Non solo mazzette quindi ma anche assunzioni di persone indicate

Casagiove - "A questo punto... conviene continuare": è quanto emerge dagli atti dell'inchiesta per voce di Gino Imperadore che, nelle sue parole, coinvolgerebbe il dirigente del Comune di Casagiove Gaetano Rauso, anche ex consigliere comunale di Santa Maria Capua Vetere. 

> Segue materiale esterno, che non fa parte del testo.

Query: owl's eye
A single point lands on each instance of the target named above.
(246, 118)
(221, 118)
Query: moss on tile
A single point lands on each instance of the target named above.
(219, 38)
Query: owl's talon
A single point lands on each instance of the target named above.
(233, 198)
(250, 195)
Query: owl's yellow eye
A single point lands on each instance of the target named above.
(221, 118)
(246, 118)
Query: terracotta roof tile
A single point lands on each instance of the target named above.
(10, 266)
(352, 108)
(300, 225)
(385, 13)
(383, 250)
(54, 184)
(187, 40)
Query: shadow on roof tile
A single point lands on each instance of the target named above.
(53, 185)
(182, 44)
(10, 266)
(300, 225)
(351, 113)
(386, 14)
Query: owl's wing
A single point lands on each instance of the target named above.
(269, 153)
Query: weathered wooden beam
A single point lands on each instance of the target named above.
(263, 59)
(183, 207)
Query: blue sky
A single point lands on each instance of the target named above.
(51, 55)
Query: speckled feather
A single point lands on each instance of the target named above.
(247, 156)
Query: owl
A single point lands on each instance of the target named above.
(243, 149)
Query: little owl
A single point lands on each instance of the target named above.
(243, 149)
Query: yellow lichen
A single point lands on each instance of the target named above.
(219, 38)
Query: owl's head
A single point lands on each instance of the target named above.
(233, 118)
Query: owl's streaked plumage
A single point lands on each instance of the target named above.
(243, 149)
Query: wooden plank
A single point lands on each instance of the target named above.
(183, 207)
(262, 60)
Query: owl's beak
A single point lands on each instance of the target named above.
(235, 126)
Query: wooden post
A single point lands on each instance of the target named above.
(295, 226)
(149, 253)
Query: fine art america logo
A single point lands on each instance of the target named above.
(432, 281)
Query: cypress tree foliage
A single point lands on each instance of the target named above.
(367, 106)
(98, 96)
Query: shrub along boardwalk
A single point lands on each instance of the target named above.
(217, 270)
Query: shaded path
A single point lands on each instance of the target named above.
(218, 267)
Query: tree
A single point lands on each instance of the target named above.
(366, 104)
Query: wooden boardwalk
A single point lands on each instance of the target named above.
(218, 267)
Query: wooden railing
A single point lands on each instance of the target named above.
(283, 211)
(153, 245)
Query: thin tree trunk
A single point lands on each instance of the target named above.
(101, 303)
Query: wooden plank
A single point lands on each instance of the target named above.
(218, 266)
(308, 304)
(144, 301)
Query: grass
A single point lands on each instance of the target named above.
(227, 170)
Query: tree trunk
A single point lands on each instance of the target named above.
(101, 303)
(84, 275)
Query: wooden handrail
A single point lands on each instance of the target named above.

Gaetano Rauso sarebbe, secondo l'accusa, il collettore delle tangenti: le mazzette passerebero - circostanze che ovviamente andranno tutte verificare nel corso dei prossimi mesi nell'ambito della maxi inchiesta che ieri ha portato all'arresto di 20 persone - dalle sue mani per poi arrivare ai politici e ai funzionari. La sua sarebbe una figura chiave, della quale Imperadore si sarebbe servito senza se e senza ma.

Ma non solo mazzette, il sistema sarebbe stato alimentato anche da assunzioni di persone indicate: assunzioni quindi come merce di sambio con il gruppo Termotetti per aggiudicarsi appalti nei comuni dell'Alto casertano.

A confermare questa tesi ci sarebbero anche le dichiarazioni degli imprenditori Antonio Scialdone e Alberto Di Nardi, all’epoca dei fatti titolare della DHI ditta aggiudicataria, nel 2012/2013, della gara per il servizio di igiene urbana.